La Chiesa non ha fatto ancora i conti con quello che si chiama “potere temporale” non solo dei pontefici. Certo rimangono le parole di Giovanni Battista Montini che, ancora cardinale arcivescovo di Milano, aveva detto nel 1962 di non avere “alcun rimpianto, né alcuna nostalgia, né tantomeno alcuna segreta velleità rivendicativa” rispetto all’epoca del papa re, anzi di “ringraziare la Divina Provvidenza” per i frutti scaturiti dai fatti culminati nel 20 settembre 1870. Posizione ribadita da Papa nel 1970, quando Paolo VI disse che 100 anni prima era avvenuto “un fausto evento per la storia della Chiesa”. A queste parole si potrebbero contrapporre le celebrazioni di lutto che ogni anno vedono le varie sigle della destra cattolica più integralista esaltano l’eroismo delle truppe zuave che si sono sacrificate in difesa del vicario di Cristo contro l’aggressione di miscredenti e massoni.

11 febbraio 1929, la firma dei Patti Lateranensi.

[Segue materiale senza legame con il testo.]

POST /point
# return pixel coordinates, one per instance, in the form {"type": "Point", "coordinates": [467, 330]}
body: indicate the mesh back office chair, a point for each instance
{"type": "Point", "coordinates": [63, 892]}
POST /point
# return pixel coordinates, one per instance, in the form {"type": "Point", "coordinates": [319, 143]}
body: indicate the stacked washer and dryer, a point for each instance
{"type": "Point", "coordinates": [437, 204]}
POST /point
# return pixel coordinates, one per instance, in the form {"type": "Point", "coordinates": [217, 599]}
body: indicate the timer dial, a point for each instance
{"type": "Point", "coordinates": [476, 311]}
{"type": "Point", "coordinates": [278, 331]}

Benché queste frange reazionarie non siano da sottovalutare (basti pensare alla santificazione del loro punto di riferimento, papa Pio IX), nessuno, neppure in Vaticano, sognerebbe la resurrezione di uno Stato – quello della Chiesa – simile in tutto e per tutto ai coevi Stati italiani, se non più corrotto, inefficiente e chiuso a qualsiasi innovazione (forse soltanto il Regno delle due Sicilie era più arretrato). Nessuno vorrebbe un papa che si mette la corazza e guida le truppe in qualche guerra per conquistare briciole di territorio, come accaduto molto spesso in età moderna.

Ma nessuno parla più del fatto che per la Chiesa sia necessario avere la sovranità su un piccolo territorio. Ripeto: sto parlando da una prospettiva cattolica.

Davvero l’odierna struttura istituzionale favorisce la libertà della Chiesa? Oppure costringe a comportarsi come qualsiasi staterello? Perché deve essere il Papa il sovrano della Santa Sede? Non potrebbe nominare un “primo ministro” laico? E ancora: deve essere un cardinale a guidare la politica estera vaticana? Non potrebbe essere un tecnico ad amministrare i beni dello Stato del Vaticano? Magari un giorno un papa dirà che i Patti Lateranensi sono stati una sciagura, che bisogna ritornare a prima del 1929. Anche se lo facesse nel centenario dell’accordo, cioè tra 9 anni, sarebbe però troppo tardi. Come si dice: è inutile chiudere il cancello quando i buoi sono scappati. E non torneranno facilmente indietro.

La Chiesa non si riformerà da sola, ci vogliono spinte esterne. Nel 1870 la storia aveva fornito un’occasione irripetibile. Quando ci sarà ancora la possibilità di rinunciare davvero al potere temporale?